CS470/570  Artificial Intelligence

Program #2:  RoadWarrior meets Google Maps
(a.k.a.,  Searching like a homo sapien)

Overview: 

Now that we are well on the way to understanding the concept of “state space search” with our primitive Boggle-bashing, it’s time to have a deeper look at searching to better understand what it is we were doing in Fred Flintstone mode, how this fits into the full range of options possible, and what the practical differences there are between some of the main searching options.

To explore these questions, let's switch from Boggle to a more classic search problem: route-finding on complex maps. This is pretty much exactly the problem that Google Maps solves every time you ask for directions to someplace, and you can be sure that they have lots of data and some good AI going into providing you with an answer...because they are increasingly competing with others (e.g. Apple maps) for your patronage! For our exploration, we'll keep it simple: we just want to find a route from some some starting point to some ending point, knowing only what the road network looks like. Some of the real-life questions we might want model include:

We'll explore at least a couple of these scenarios in our toy map world, while looking at how different possible searching algorithms would handle each. There are, of course, many many other domains in which we might explore the concept of "large state space search" that lies at the heart of much of AI: chess, moving a character through a maze, planning the best possible sequence of actions for your robot, etc. etc.

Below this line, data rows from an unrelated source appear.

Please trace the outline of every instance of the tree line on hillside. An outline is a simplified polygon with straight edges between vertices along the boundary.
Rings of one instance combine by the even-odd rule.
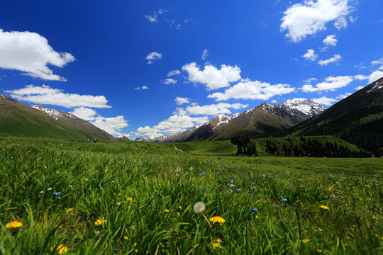
[[[299,140],[266,140],[266,152],[277,157],[372,157],[365,150],[351,150],[339,145],[336,142],[323,142],[318,138],[300,137]]]
[[[237,145],[237,155],[258,156],[257,143],[249,137],[235,135],[231,138],[231,143]]]

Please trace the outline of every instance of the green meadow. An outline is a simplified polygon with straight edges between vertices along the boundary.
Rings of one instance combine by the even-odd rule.
[[[383,254],[383,159],[235,152],[0,137],[0,254]]]

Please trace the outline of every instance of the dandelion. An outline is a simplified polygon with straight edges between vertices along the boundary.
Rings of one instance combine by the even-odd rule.
[[[225,222],[225,219],[219,216],[214,216],[210,218],[210,221],[212,222],[218,222],[218,223],[222,224]]]
[[[54,248],[55,247],[51,247],[50,250],[53,251]],[[67,251],[68,251],[68,248],[62,244],[60,244],[56,249],[58,251],[59,254],[65,254],[67,253]]]
[[[205,204],[204,203],[204,202],[197,202],[194,204],[194,209],[196,213],[204,212],[205,208]]]
[[[21,227],[23,227],[23,223],[17,220],[11,221],[11,222],[8,222],[6,225],[6,228],[16,228]]]
[[[100,225],[101,225],[103,224],[106,224],[107,222],[108,222],[108,220],[104,220],[104,219],[97,220],[96,220],[96,222],[94,222],[94,225],[96,226],[100,226]]]

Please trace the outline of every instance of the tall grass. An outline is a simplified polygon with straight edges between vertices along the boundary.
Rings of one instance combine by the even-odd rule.
[[[0,139],[2,254],[383,253],[378,176],[265,169],[160,144]],[[225,222],[211,227],[199,201]],[[23,227],[6,228],[13,220]]]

One huge advantage of the network navigaton domain is that it's naturally nice to visualize the search: unlike Boggle, the search space is just the map...so you can literally watch your search progress to understand how each algorithm really works. Actually *getting such a visualization up and running* is a whole different story of course! Graphical layout and programming is particularly vexing and challenging to program. Fortunately, your intrepid prof has jumped in to create some useful tools here, leaving you to focus on the search algorithms that we're really interested in! Some details are given further down. Note that there is nothing that REQUIRES you to use these tools...but you'd be silly not to use them to really get your mind around what's going on!

The Assignment:

Our aim in this programming exercise is to explore the implications of different search algorithms and heuristics in a nice, easily-vizualized route-finding domain. Specifically, your challenge is to implement a general search engine program capable of doing DFS, BFS, Best-first, and A*. As evident from book and lecture, this is really a single base algorithm that you can manipulate to produce the various search behaviors. The idea is that your program runs repeatedly, exploring a given map using each of these algorithms in turn. Of course, if everything is working correctly, all of the searches will find a desired route (assuming one exists)...but you will see that they have *dramatically* different search behaviors. We've discussed some of the pros/cons of these algorithms in lecture (completeness, time/space complexity, and optimality); the aim here will be to see what this REALLY MEANS in a hand-on scenario. Your program will print out the statistics for each search run as it completes that search. For the A* search, I will ask you to explore one informed heuristic, with top score requiring the exploration of two or more.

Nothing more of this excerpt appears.